My temple visits in the US have become what beach visits in Goa used to be - the default choice when we want to do something different. Temples are a great place to take Addu. He can freely exhaust his athletic and vocal capacities. We usually find other toddlers up to similar antics and I can hide among their parents when elders or authorities throw us disapproving glances.
The Hindu temple closest to our house happens to be a Hare Krishna temple. Our American handyman is a Hare Krishna follower. He sang praises of the local temple, drew us a map, brought us tasty prasad and called my mother-in-law "mataji". Now we had to go. I successfully diverted our piety to other, more distant venues for months, but finally gave in.

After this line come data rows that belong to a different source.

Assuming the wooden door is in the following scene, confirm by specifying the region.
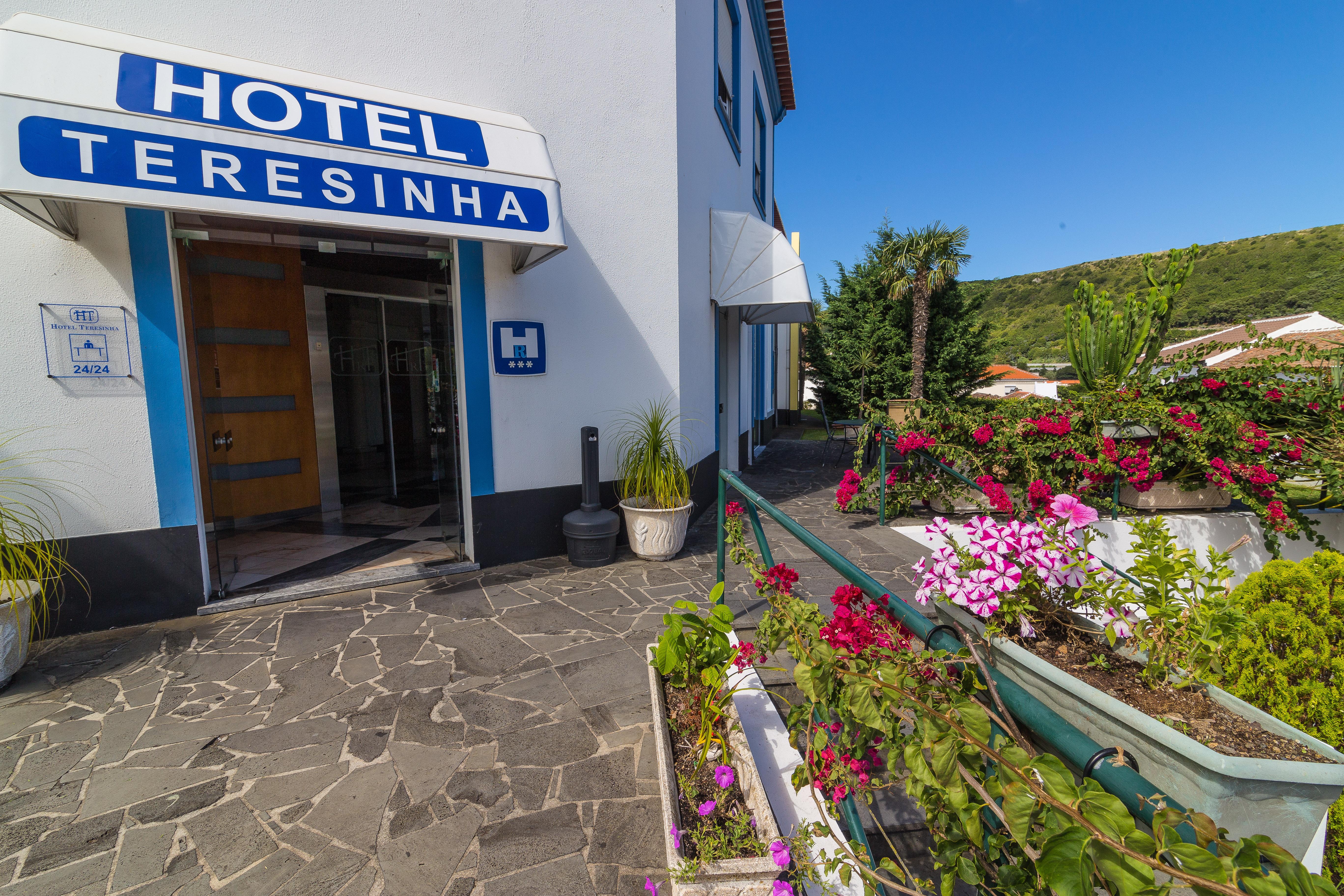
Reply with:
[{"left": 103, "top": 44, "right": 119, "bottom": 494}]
[{"left": 177, "top": 242, "right": 321, "bottom": 528}]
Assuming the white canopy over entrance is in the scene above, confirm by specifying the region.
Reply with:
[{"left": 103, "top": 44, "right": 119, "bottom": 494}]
[
  {"left": 0, "top": 14, "right": 566, "bottom": 270},
  {"left": 710, "top": 208, "right": 813, "bottom": 324}
]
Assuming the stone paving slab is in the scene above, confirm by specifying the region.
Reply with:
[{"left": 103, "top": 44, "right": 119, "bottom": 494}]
[{"left": 0, "top": 442, "right": 935, "bottom": 896}]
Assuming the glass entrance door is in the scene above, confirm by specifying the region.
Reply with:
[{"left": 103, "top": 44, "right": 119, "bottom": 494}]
[{"left": 327, "top": 290, "right": 465, "bottom": 560}]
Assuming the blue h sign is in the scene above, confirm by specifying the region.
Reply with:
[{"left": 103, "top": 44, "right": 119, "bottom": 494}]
[{"left": 490, "top": 321, "right": 546, "bottom": 376}]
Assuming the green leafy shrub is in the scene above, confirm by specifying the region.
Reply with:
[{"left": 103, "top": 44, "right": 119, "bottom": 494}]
[{"left": 1223, "top": 551, "right": 1344, "bottom": 880}]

I had never been to a Hare Krishna temple before but experiences and reading combined to make me file Hare Krishna followers in roughly the same corner of my mind as I place Amway folks and telemarketeers. My first encounter with a Hare Krishna follower was many years ago. He was cordial, extroverted and in every way the sort of person I'd want to hang out with. The only gotcha was my name (yes, again). All the words in my name - Jagannath Gopal Krishnan - are Krishna's names. The follower decided this was adequate proof of my devoutness and perhaps that bringing me into the fold was his divine duty. I enjoyed our subsequent exchanges about as much as visits from Jehovah's witnesses. Why don't the proselytizers of the world believe in freedom of choice? I would love to learn about a religion or sect if I'm told, "Hey, here's this wonderful thing that I want to share with you. Yakity yak... Ok that's all - let me know if you ever want to know more".
Then there's the dancing. Back in India, my most vivid memory of Hare Krishna followers is that of foreigners with their heads shaven and wearing ochre robes, dancing in large groups with an energy and abandon that I've only been able to envy, not emulate. It's hard for me to picture dancing in a place of worship; I'm just not used to it.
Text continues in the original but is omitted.